British Museum staff previously told Middle East Eye that they were kept in the dark about the event. They were simply informed it was a “corporate function” and instructed to leave early on the day “with minimal notice”. Many staff members only discovered the true nature of the event in the aftermath.
An anonymous worker told MEE that the event was “really disturbing” and that “a lot of members of staff, especially Muslim members, felt really unsafe” in the aftermath.
Actor and author Jassa Ahluwalia, another signatory of the letter, refused to attend the British Museum’s opening reception for "Ancient India: Living Traditions" in protest of its decision to host the event.
Strong bilateral links
Staff said they received “absolute non-responses” to two letters voicing their concerns to the museum’s management, one of them garnering over 250 signatures.
The museum’s director Nicholas Cullinan circulated an internal memo arguing that, as an arm’s length body, the museum “cannot deviate or undermine the UK government’s foreign policy”.
In response to a request for comment by MEE, the British Museum said: "Fundamentally, this was a commercial event – and as such is different to activities or events the Museum generates or hosts itself.
"All decisions about commercial events are taken on a non-political basis and the Museum, as an arms length, can’t deviate from, or undermine, the UK government’s foreign policy,” the spokesperson added.
However an FOI request response seen by MEE from the Department for Culture Media and Sport (DCMS), the museum’s sponsoring department, reveals that as of 16 April, the British Museum had corresponded with the DCMS about the event.
According to the ex-civil servant who made the request, it is irregular for a non-departmental government body to engage with its sponsoring department concerning private events or anything at the level of day-to-day operational detail.
Meanwhile, a separate FOI request to the Department for Science, Innovation and Technology revealed an email from Hotovley requesting the department’s secretary of state, Peter Kyle, attend the event as the “UK government’s representative” delivering the evening’s “keynote speech”.

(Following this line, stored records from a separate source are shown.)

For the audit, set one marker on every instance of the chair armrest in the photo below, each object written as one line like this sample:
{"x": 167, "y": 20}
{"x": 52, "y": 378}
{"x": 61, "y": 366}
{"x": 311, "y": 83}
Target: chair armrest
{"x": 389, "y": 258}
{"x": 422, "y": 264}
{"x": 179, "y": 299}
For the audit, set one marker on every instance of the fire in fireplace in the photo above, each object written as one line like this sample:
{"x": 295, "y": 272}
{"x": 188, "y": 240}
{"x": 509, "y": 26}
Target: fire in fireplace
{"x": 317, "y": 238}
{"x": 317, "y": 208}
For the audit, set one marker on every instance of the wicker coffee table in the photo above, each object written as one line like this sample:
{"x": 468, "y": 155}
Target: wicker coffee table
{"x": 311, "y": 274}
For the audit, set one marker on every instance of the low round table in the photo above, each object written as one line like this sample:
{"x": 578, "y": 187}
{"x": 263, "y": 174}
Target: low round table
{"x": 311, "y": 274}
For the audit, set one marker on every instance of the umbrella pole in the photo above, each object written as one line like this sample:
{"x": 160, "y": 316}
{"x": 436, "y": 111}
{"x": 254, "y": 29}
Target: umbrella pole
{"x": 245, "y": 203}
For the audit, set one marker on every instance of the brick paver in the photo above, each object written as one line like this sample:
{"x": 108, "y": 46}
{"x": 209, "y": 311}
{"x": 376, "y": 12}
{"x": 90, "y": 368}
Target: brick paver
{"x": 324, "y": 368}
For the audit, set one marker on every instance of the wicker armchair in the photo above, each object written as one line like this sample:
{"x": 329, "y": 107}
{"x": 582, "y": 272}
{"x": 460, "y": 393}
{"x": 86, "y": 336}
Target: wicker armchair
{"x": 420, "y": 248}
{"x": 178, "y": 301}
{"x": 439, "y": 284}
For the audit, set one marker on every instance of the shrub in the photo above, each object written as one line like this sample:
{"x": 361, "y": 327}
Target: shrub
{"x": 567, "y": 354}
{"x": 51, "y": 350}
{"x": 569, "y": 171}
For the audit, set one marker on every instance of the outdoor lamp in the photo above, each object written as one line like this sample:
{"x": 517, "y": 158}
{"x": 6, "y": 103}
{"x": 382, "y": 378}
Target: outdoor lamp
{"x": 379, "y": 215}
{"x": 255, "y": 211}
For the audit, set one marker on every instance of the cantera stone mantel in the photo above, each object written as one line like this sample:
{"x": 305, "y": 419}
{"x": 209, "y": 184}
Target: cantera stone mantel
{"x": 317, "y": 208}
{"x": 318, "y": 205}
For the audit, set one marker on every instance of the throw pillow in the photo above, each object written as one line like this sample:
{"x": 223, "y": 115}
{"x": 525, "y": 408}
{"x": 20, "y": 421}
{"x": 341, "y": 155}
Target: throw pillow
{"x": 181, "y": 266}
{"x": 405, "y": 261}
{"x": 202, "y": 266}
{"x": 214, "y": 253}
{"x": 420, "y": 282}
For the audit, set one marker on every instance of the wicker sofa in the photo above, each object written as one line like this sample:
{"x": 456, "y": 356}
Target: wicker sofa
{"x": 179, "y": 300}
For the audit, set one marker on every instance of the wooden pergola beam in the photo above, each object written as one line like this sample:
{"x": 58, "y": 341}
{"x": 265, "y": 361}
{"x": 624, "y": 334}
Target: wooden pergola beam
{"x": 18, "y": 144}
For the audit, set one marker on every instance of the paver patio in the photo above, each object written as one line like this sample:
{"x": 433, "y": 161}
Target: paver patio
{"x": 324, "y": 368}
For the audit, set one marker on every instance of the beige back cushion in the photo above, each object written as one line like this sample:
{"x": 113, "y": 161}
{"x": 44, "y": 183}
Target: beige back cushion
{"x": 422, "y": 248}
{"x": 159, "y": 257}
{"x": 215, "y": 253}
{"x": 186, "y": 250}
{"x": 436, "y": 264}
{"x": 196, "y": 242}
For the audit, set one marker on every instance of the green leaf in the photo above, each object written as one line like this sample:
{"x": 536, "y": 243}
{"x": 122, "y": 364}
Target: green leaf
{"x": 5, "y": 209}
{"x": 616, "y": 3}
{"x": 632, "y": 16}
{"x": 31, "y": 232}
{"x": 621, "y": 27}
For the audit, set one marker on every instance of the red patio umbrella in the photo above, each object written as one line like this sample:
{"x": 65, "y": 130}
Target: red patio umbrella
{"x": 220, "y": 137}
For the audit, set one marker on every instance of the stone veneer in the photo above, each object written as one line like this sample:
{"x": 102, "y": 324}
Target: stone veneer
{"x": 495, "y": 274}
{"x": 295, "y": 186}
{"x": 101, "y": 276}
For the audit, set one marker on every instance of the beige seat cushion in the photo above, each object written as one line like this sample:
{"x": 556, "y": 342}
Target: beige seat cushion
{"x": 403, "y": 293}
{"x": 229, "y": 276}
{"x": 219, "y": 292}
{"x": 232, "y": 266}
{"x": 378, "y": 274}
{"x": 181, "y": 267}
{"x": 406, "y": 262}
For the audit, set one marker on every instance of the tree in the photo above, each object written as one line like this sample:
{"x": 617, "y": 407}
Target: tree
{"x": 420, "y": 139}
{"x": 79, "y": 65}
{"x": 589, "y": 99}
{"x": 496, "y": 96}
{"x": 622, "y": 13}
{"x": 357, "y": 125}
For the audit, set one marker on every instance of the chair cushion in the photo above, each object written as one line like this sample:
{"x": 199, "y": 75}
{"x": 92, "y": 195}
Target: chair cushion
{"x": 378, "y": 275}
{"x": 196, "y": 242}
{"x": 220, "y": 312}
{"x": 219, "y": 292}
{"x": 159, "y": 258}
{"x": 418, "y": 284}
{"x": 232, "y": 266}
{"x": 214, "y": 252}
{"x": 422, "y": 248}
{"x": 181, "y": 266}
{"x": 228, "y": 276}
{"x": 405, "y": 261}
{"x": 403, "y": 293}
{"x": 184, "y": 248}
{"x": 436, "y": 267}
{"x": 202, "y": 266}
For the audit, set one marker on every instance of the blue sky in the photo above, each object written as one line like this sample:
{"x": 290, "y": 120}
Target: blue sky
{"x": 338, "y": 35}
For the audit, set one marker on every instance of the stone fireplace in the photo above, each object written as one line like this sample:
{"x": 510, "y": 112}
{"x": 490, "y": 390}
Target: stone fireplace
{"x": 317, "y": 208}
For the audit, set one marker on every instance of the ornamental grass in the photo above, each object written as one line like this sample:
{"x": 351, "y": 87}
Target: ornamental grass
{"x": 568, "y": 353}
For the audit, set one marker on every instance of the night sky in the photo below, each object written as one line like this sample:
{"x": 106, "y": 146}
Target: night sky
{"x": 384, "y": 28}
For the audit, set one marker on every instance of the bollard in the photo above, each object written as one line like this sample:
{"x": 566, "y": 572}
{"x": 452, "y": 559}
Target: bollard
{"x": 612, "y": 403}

In her email, Hotovley’s framing of the event suggests it was not a corporate function but a joint effort by the UK and Israeli governments “to highlight the strong bilateral links” and to endorse “the existence, safety and security of the State of Israel”.
The correspondence further reveals that the embassy secured the booking at the museum as soon as 12 March, suggesting that management had hidden it from staff for two months,.
A ‘veneer of legitimacy’
The letter also condemned the 10-year £50m partnership between the museum and British Petroleum (BP), which has a lecture theatre in their name at the museum.
It noted BP’s role in Israel’s war on Gaza, with the company’s Baku-Tblisi-Ceyhan oil pipeline accounting for 30 percent of Israel’s oil imports, which an Energy Embargo for Palestine report revealed are used to fuel Israeli tanks and military infrastructure powering its assault on the territory.
'The British Museum cannot allow both Israel and BP to use the status of the Museum as a venerated public institution to construct a veneer of legitimacy for its activities'
- open letter
It further noted that BP is among several major companies to have been awarded licences by Israel to explore for gas off Gaza’s coast.
“The British Museum cannot allow both Israel and BP to use the status of the Museum as a venerated public institution to construct a veneer of legitimacy for its activities,” the letter said.
In a report released in June, UN Special Rapporteur Francesca Albanese named BP as one of the corporations involved in "the transformation of Israel's economy of occupation to an economy of genocide".
The letter further demanded the museum sever all ties with BP, including the sponsorship, and asked it to "set up a committee with staff and union representatives for democratic decision-making on future funding opportunities, public-private partnerships, and political events taking place at the museum”.